Popular Initiative: "Election of the Federal Council by the People and Increase in the Number of Members"
- Outcome: Rejected

Results
| Choice | Votes | % |
| Yes | 251,605 | 32.43% |
| No | 524,127 | 67.57% |
| Valid votes | 775,732 | 97.89% |
| Invalid or blank votes | 16,692 | 2.11% |
| Total votes | 792,424 | 100.00% |
| Registered voters/turnout | 1,278,688 | 61.97%% |

= Popular Initiative: "Election of the Federal Council by the People and Increase in the Number of Members" =

Swiss popular initiative on electing the Federal Council rejected in 1942

The federal popular initiative "Election of the Federal Council by the People and Increase in the Number of Members" was a popular initiative in Switzerland, rejected by both the people and the cantons on January 25, 1942.

== Proposal ==
The initiative proposed amending Articles 95 and 96 of the Federal Constitution of Switzerland in order to increase the number of members of the Federal Council from seven to nine.

At the same time, the initiative requests that these members be elected by the people for a four-year term. At least three members were to come from Latin-speaking regions and at least five from German-speaking regions.

The full text of the initiative can be consulted on the website of the Federal Chancellery.

== Procedure ==

=== Historical background ===
When the Federal Constitution was adopted in 1848 and revised in 1874, the Radical Democratic Party, which held a large majority, established the election system for both the federal chambers and the Federal Council in a way that favored the party already in power.

Following the introduction of the federal popular initiative in 1891, opposition parties, led by the Social Democratic Party of Switzerland, sought to change this system.

They made a first attempt by submitting two initiatives. One proposed introducing proportional representation for elections to the National Council, while the other called for the popular election of the Federal Council and an increase in its membership.

Both initiatives were rejected on November 4, 1900 by 58.75% and 58.81% of voters, respectively.

Following this vote, the Federal Council repeatedly opposed expanding its membership in 1909, 1912, and 1914. The idea of electing the Council by popular vote was largely abandoned by the federal authorities.

During the Federal Council election of December 1938, the Social Democratic Party demanded a seat in government. After Parliament refused, the party launched this initiative to expand the Council and ensure both linguistic and political representation.

=== Signature collection and submission of the initiative ===
The collection of the required 50 000 signatures began on February 12, 1939. On July 29, the initiative was submitted to the Swiss Federal Chancellery, which declared it valid on September 18.

=== Discussions and recommendations of the authorities ===
Both the Federal Assembly and the Federal Council recommended rejecting the initiative.,

In its message to Parliament, the government argued that increasing the size of the Federal Council would threaten its unity and cohesion.
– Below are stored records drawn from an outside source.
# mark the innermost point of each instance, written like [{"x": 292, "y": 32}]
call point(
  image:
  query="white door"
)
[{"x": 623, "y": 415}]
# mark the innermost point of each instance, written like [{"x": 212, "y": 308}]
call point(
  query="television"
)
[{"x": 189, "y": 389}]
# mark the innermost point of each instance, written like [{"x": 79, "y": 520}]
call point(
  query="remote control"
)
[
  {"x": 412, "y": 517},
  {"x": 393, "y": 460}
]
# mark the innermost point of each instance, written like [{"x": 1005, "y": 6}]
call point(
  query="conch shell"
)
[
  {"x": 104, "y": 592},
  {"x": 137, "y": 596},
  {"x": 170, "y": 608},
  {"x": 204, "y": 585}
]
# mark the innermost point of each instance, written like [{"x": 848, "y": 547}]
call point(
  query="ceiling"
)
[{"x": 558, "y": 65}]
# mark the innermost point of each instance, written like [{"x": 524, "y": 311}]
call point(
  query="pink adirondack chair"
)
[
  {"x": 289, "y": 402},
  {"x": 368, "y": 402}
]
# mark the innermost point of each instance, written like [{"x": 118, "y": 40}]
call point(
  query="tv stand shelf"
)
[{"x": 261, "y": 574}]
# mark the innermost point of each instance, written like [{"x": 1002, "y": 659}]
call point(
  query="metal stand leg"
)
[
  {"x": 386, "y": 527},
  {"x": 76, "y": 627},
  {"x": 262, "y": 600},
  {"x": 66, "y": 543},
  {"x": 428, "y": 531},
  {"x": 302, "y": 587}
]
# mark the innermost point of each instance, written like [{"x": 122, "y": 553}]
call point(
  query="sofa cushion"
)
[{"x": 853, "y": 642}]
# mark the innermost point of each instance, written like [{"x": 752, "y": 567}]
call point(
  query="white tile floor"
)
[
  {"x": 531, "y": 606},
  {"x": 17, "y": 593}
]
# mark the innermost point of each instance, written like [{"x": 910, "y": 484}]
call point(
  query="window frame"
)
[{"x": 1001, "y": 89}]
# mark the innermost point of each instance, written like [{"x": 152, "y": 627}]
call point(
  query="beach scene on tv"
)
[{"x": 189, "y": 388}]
It also emphasized the difficulties and risks associated with popular elections, particularly the risk that the German-speaking majority might overwhelmingly support German-speaking candidates, thereby limiting minority representation.

=== Vote ===
The initiative was submitted to a popular vote on and was rejected by all 19 6/2 cantons and by 67.6% of valid votes cast.

== Effects ==
After this popular rejection, the issue of electing the Federal Council by the people periodically returned to public debate. The Socialist Party gained access to the government in 1959 when two seats were given to it through the Magic formula.

In the first decade of the 21st century, the Swiss People's Party, located on the opposite end of the political spectrum, proposed a similar reform through a federal popular initiative. Signature collection was planned to begin in the summer of 2010.

This proposal called for a seven-member Federal Council, including two representatives from linguistic minorities, elected by majority vote for four-year terms.